商業施設の内装に強い15名前後の会社が、次の受注の柱を探していた

関西圏のある内装工事会社は、年商6億〜9億円ほど、社員は15名前後の規模でした。

これまでの主戦場は商業施設まわりの内装工事です。一定の実績もあります。現場対応力もあります。ただ、社長の頭の中には、少し先の景色がありました。

「商業施設の需要がこの先どう動くか、やっぱり読みにくいですよね」

「特定の市場に依存しない形にしておきたいんです」

この会社が考えていたのは、単なる売上拡大ではありません。
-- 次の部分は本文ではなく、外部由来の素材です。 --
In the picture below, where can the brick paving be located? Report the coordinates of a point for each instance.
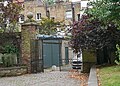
(54, 78)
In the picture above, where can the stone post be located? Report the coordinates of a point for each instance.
(28, 34)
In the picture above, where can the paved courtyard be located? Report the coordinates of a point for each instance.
(54, 78)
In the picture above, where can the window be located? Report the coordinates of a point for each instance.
(69, 14)
(21, 19)
(38, 16)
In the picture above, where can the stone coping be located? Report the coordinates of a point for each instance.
(9, 68)
(92, 81)
(13, 71)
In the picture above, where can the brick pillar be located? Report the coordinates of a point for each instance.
(28, 33)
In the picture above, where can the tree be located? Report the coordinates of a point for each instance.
(9, 15)
(96, 29)
(48, 26)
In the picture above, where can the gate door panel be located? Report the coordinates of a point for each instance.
(51, 53)
(55, 54)
(47, 55)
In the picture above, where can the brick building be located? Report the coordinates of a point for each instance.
(60, 11)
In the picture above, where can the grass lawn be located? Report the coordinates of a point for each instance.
(109, 75)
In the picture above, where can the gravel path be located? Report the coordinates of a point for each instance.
(54, 78)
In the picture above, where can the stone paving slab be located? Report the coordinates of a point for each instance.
(54, 78)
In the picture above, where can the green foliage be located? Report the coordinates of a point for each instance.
(109, 76)
(117, 61)
(106, 11)
(11, 13)
(48, 26)
(98, 28)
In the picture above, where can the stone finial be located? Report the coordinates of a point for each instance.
(30, 15)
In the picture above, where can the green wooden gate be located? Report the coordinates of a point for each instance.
(51, 52)
(66, 55)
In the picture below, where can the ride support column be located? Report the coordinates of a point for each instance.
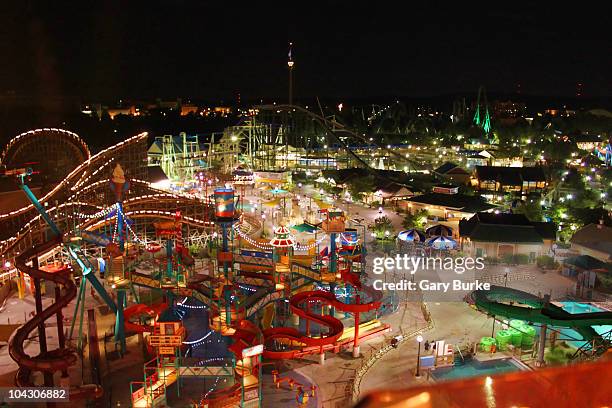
(42, 335)
(60, 325)
(356, 339)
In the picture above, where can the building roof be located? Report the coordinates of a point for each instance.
(594, 236)
(587, 262)
(155, 174)
(463, 202)
(510, 176)
(445, 168)
(511, 228)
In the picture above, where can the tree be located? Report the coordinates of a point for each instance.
(357, 186)
(531, 209)
(382, 227)
(416, 220)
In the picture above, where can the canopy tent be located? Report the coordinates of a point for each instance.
(282, 239)
(272, 203)
(278, 191)
(306, 227)
(322, 205)
(441, 242)
(411, 236)
(439, 230)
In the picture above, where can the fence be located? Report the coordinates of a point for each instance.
(352, 389)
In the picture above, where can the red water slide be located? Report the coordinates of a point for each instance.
(299, 307)
(246, 335)
(54, 360)
(140, 310)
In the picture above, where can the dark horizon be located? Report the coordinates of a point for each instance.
(214, 52)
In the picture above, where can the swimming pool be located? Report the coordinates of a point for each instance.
(475, 368)
(568, 334)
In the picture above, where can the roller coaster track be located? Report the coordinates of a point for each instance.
(15, 145)
(78, 178)
(337, 128)
(35, 228)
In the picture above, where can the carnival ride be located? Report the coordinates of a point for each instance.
(117, 224)
(604, 153)
(60, 359)
(515, 304)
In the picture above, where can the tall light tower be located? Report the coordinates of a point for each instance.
(290, 64)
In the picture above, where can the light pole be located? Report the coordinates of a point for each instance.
(419, 340)
(290, 64)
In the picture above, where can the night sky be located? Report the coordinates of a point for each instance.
(347, 49)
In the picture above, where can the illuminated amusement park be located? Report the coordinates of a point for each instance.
(302, 251)
(232, 286)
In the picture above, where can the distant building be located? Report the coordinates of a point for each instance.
(594, 240)
(128, 111)
(499, 180)
(497, 235)
(391, 193)
(447, 208)
(189, 109)
(508, 109)
(453, 172)
(589, 142)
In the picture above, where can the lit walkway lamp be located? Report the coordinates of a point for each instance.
(419, 340)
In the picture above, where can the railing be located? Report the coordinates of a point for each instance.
(352, 390)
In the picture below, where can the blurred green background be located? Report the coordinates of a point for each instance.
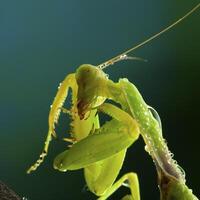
(42, 41)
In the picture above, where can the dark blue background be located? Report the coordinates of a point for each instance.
(42, 41)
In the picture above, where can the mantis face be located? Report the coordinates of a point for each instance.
(90, 80)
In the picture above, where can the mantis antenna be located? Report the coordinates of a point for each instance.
(123, 56)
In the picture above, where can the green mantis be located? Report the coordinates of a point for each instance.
(100, 149)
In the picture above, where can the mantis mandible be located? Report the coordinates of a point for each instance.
(101, 150)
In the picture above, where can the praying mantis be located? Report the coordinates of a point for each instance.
(100, 149)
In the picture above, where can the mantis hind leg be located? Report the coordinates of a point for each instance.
(133, 184)
(56, 107)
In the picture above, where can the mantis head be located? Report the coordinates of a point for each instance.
(90, 80)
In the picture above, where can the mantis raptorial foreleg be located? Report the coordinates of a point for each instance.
(56, 107)
(133, 184)
(111, 140)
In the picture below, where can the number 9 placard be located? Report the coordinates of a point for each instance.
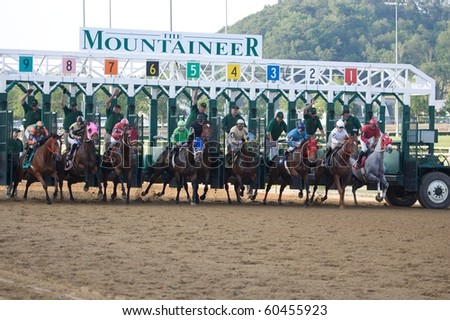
(69, 65)
(25, 64)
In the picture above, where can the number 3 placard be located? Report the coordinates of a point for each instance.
(69, 65)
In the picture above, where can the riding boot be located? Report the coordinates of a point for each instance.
(27, 155)
(72, 150)
(357, 165)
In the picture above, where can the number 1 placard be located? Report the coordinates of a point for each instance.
(111, 67)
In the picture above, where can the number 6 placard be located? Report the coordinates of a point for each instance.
(69, 65)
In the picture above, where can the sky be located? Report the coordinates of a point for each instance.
(54, 25)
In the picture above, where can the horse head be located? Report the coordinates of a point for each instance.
(310, 150)
(385, 143)
(207, 131)
(92, 133)
(132, 139)
(350, 146)
(53, 145)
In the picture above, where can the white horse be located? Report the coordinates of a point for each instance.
(373, 169)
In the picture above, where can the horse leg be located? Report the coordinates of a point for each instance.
(283, 185)
(269, 185)
(341, 190)
(44, 185)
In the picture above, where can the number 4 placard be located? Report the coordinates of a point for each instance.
(69, 65)
(111, 66)
(234, 71)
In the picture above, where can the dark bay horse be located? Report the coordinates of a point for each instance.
(373, 169)
(297, 164)
(165, 165)
(121, 163)
(84, 162)
(44, 163)
(244, 170)
(340, 171)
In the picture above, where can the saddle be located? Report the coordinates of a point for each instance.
(27, 162)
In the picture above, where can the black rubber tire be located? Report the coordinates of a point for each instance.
(396, 196)
(434, 191)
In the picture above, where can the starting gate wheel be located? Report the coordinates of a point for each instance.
(434, 191)
(396, 196)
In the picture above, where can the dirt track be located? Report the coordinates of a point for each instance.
(159, 250)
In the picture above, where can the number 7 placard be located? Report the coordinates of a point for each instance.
(111, 66)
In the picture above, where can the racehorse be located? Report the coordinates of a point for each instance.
(185, 164)
(84, 162)
(121, 162)
(164, 164)
(295, 164)
(340, 171)
(44, 163)
(244, 170)
(373, 169)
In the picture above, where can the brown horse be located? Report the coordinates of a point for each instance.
(164, 164)
(121, 163)
(84, 162)
(296, 164)
(340, 171)
(44, 163)
(244, 170)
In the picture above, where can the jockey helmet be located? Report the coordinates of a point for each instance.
(301, 125)
(32, 130)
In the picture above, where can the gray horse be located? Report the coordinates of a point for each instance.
(373, 169)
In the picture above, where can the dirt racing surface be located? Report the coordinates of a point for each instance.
(155, 249)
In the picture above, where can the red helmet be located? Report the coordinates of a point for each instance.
(32, 130)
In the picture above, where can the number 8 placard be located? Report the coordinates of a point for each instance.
(69, 65)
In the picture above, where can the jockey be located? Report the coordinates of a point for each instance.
(296, 136)
(370, 134)
(76, 131)
(178, 137)
(335, 139)
(235, 138)
(197, 126)
(180, 134)
(117, 133)
(35, 134)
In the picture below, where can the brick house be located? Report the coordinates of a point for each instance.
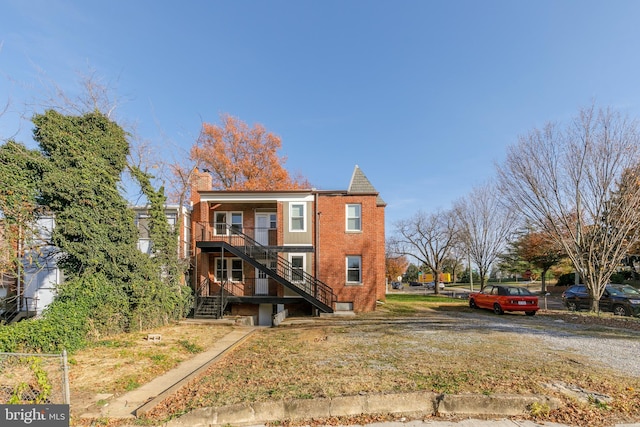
(303, 252)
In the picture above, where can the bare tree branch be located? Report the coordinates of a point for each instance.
(578, 183)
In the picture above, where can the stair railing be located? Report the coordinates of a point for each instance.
(302, 280)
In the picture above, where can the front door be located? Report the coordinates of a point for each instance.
(262, 228)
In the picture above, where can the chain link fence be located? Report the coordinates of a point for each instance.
(34, 378)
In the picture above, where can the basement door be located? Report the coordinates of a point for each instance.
(262, 283)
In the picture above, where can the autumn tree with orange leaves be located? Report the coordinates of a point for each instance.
(242, 158)
(395, 266)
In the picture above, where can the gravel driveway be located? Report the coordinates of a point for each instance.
(613, 347)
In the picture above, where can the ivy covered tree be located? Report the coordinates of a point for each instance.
(95, 229)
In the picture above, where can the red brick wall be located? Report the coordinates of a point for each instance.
(335, 244)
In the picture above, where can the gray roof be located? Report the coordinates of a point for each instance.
(360, 184)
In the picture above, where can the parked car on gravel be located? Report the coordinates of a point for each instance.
(501, 298)
(396, 285)
(432, 285)
(621, 300)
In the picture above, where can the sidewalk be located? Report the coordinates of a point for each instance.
(148, 395)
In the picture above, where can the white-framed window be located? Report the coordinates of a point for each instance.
(296, 217)
(223, 221)
(297, 267)
(354, 269)
(236, 221)
(229, 267)
(354, 217)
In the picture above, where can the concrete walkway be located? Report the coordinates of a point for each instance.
(144, 398)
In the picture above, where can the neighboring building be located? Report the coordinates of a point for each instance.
(28, 294)
(259, 253)
(174, 214)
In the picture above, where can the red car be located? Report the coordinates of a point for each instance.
(501, 298)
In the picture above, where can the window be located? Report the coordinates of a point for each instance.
(297, 217)
(236, 221)
(229, 265)
(297, 268)
(354, 217)
(354, 269)
(223, 221)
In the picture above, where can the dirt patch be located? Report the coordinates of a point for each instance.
(446, 350)
(402, 347)
(124, 362)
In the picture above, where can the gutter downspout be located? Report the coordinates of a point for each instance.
(316, 243)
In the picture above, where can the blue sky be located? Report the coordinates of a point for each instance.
(423, 95)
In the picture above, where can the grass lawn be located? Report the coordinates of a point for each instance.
(410, 343)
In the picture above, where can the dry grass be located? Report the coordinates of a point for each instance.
(124, 362)
(407, 345)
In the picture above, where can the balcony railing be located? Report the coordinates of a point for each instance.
(234, 235)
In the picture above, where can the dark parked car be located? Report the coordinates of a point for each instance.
(622, 300)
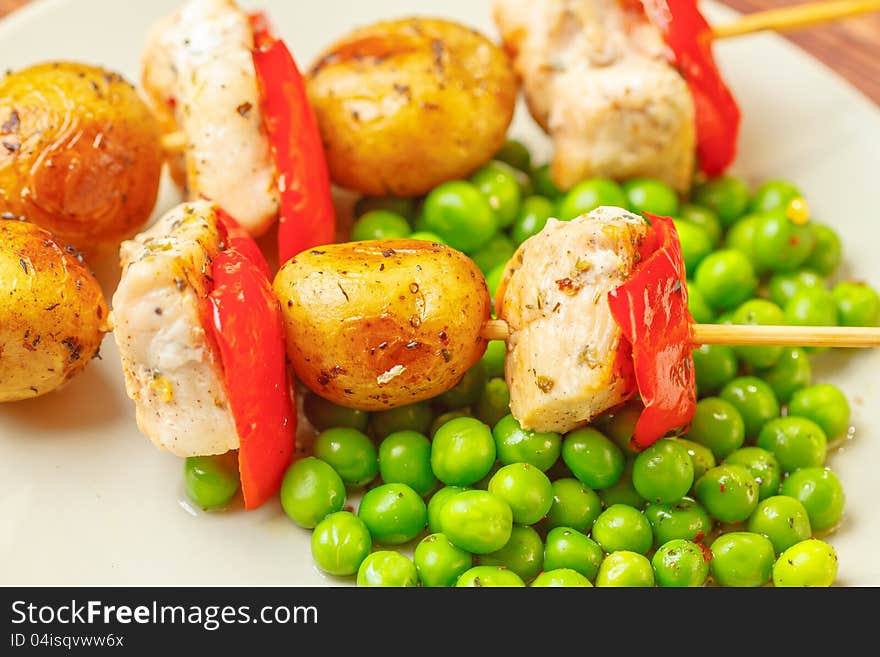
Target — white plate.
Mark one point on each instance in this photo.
(85, 499)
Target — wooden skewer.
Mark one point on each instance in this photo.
(745, 335)
(788, 18)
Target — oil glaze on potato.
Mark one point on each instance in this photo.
(79, 153)
(408, 104)
(373, 325)
(52, 312)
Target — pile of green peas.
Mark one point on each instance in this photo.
(453, 492)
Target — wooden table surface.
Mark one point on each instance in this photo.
(851, 47)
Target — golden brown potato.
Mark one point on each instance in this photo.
(79, 153)
(406, 105)
(52, 312)
(373, 325)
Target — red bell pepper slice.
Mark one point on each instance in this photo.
(717, 115)
(651, 309)
(249, 335)
(307, 217)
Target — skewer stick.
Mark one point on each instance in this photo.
(788, 18)
(745, 335)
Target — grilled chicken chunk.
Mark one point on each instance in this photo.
(201, 57)
(562, 364)
(597, 78)
(170, 367)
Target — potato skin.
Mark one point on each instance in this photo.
(378, 324)
(406, 105)
(53, 314)
(79, 153)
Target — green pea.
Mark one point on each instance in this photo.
(427, 236)
(405, 207)
(695, 244)
(477, 521)
(623, 492)
(323, 414)
(437, 502)
(523, 554)
(663, 472)
(809, 563)
(782, 519)
(211, 481)
(405, 458)
(650, 195)
(741, 237)
(759, 312)
(463, 451)
(489, 576)
(493, 359)
(515, 154)
(494, 402)
(350, 453)
(697, 305)
(533, 215)
(796, 442)
(412, 417)
(439, 562)
(588, 195)
(773, 195)
(683, 519)
(574, 505)
(526, 490)
(459, 213)
(560, 577)
(742, 559)
(827, 253)
(717, 425)
(715, 366)
(784, 285)
(819, 490)
(680, 563)
(728, 492)
(811, 307)
(701, 456)
(387, 568)
(310, 491)
(622, 527)
(705, 219)
(467, 391)
(625, 568)
(592, 458)
(380, 225)
(443, 418)
(755, 401)
(857, 304)
(790, 373)
(340, 543)
(542, 181)
(762, 465)
(726, 196)
(497, 251)
(726, 278)
(568, 548)
(620, 424)
(394, 513)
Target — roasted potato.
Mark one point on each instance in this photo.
(373, 325)
(406, 105)
(52, 312)
(79, 154)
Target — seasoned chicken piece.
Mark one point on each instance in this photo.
(562, 363)
(171, 370)
(597, 78)
(200, 57)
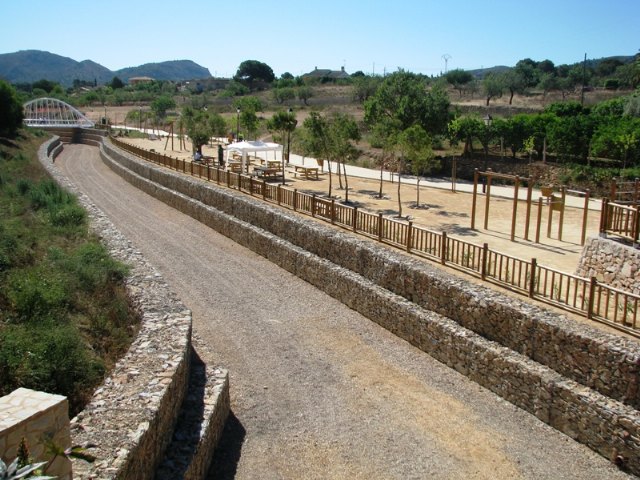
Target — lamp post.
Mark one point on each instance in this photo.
(487, 123)
(237, 123)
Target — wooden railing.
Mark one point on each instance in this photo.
(586, 297)
(621, 220)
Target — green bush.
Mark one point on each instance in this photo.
(48, 357)
(68, 216)
(36, 293)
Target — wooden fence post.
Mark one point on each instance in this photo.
(485, 255)
(443, 248)
(333, 211)
(354, 220)
(592, 297)
(532, 278)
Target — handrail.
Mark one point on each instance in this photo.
(586, 297)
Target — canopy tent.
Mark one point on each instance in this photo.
(246, 147)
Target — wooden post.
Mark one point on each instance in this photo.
(592, 297)
(532, 278)
(333, 211)
(585, 214)
(486, 202)
(539, 220)
(475, 195)
(528, 217)
(355, 219)
(485, 255)
(514, 212)
(549, 220)
(563, 191)
(454, 173)
(443, 248)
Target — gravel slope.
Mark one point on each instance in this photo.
(317, 390)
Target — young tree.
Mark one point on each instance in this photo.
(304, 93)
(161, 105)
(253, 73)
(11, 115)
(492, 86)
(285, 124)
(342, 131)
(249, 107)
(315, 140)
(459, 79)
(419, 154)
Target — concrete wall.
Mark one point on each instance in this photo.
(35, 416)
(611, 262)
(578, 379)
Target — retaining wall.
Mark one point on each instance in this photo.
(132, 416)
(578, 379)
(611, 262)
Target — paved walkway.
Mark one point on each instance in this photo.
(317, 390)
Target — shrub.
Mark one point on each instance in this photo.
(68, 216)
(48, 357)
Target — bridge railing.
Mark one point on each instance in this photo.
(585, 297)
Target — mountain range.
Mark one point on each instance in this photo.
(28, 66)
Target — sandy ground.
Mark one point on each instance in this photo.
(443, 210)
(317, 390)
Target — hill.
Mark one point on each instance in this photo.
(28, 66)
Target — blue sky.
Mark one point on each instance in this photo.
(295, 36)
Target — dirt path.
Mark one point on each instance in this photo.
(318, 391)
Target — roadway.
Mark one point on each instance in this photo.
(317, 390)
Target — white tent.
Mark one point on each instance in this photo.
(246, 147)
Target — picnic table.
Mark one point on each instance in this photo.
(306, 171)
(266, 172)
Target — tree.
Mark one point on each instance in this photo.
(315, 140)
(492, 86)
(161, 105)
(304, 93)
(249, 107)
(116, 83)
(342, 131)
(419, 154)
(253, 73)
(364, 87)
(11, 114)
(283, 94)
(514, 82)
(459, 79)
(198, 127)
(285, 124)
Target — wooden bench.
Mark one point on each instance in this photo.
(266, 172)
(306, 171)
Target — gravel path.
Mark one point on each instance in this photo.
(317, 390)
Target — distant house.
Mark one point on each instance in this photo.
(326, 74)
(137, 80)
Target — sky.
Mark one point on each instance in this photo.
(295, 36)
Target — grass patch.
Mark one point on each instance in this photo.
(64, 314)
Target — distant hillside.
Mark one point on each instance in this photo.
(28, 66)
(173, 70)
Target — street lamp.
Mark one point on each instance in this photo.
(237, 123)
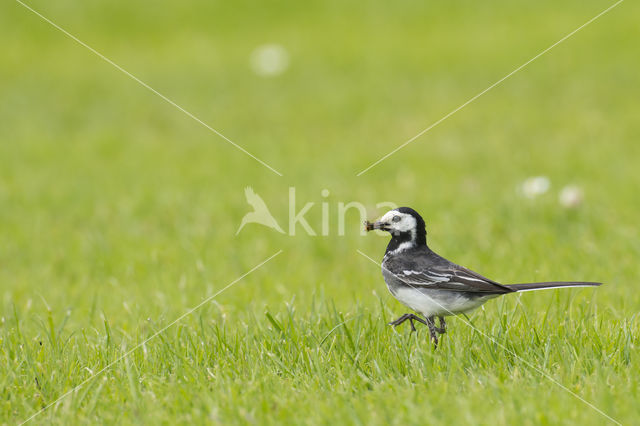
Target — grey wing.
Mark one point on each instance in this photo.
(447, 276)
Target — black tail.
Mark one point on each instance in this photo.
(551, 284)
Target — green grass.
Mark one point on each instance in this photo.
(118, 213)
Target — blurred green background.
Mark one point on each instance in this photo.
(118, 209)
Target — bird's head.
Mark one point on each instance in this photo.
(405, 226)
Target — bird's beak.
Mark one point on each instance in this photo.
(370, 226)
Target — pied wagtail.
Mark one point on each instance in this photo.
(430, 284)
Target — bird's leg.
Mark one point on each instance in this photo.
(443, 326)
(432, 330)
(409, 317)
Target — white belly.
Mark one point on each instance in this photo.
(437, 302)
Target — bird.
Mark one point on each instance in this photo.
(260, 213)
(431, 285)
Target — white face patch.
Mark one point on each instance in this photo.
(399, 222)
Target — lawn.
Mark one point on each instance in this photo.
(119, 212)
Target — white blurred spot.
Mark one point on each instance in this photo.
(570, 196)
(534, 186)
(269, 60)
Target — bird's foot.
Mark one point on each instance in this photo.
(411, 318)
(433, 330)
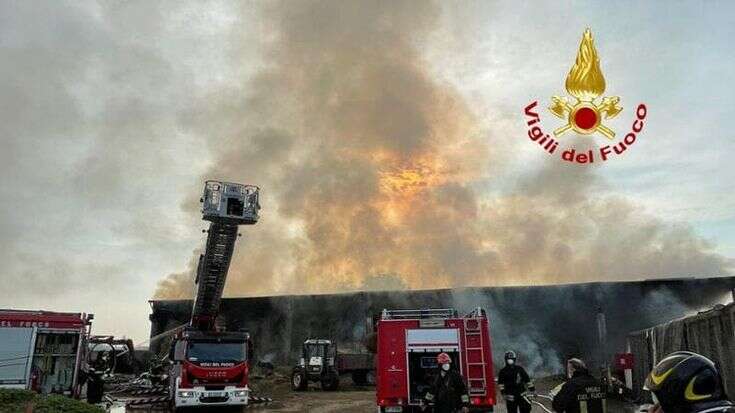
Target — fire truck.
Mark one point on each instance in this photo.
(43, 350)
(210, 367)
(410, 340)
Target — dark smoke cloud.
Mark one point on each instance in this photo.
(371, 165)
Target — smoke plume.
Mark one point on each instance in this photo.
(370, 165)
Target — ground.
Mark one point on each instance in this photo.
(350, 398)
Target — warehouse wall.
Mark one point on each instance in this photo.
(544, 324)
(710, 333)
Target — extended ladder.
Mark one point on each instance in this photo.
(476, 363)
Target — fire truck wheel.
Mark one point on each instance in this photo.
(298, 381)
(370, 378)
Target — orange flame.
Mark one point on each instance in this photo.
(585, 80)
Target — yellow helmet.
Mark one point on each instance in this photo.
(683, 380)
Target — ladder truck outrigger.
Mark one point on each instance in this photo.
(210, 367)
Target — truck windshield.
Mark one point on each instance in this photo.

商業施設だけに寄りすぎた売上構造を見直し、需要変動に強い受注ポートフォリオを作ることでした。

その一歩として、再販事業に関わるマンション・戸建ての工事、ハウスビルダーやデベロッパーとの接点づくりが検討されました。結果として、大手ハウスビルダーの見積もり案件につながり、1,000万円規模の新規工事受注にも至っています。

ここで大事なのは、「新しい仕事を取りに行った」という話だけではない点です。

どの市場に依存しているのか。どの市場なら既存体制で受けられるのか。どの順番で実績を作るのか。

この整理があって、はじめて販路開拓が経営上のリスクヘッジになります。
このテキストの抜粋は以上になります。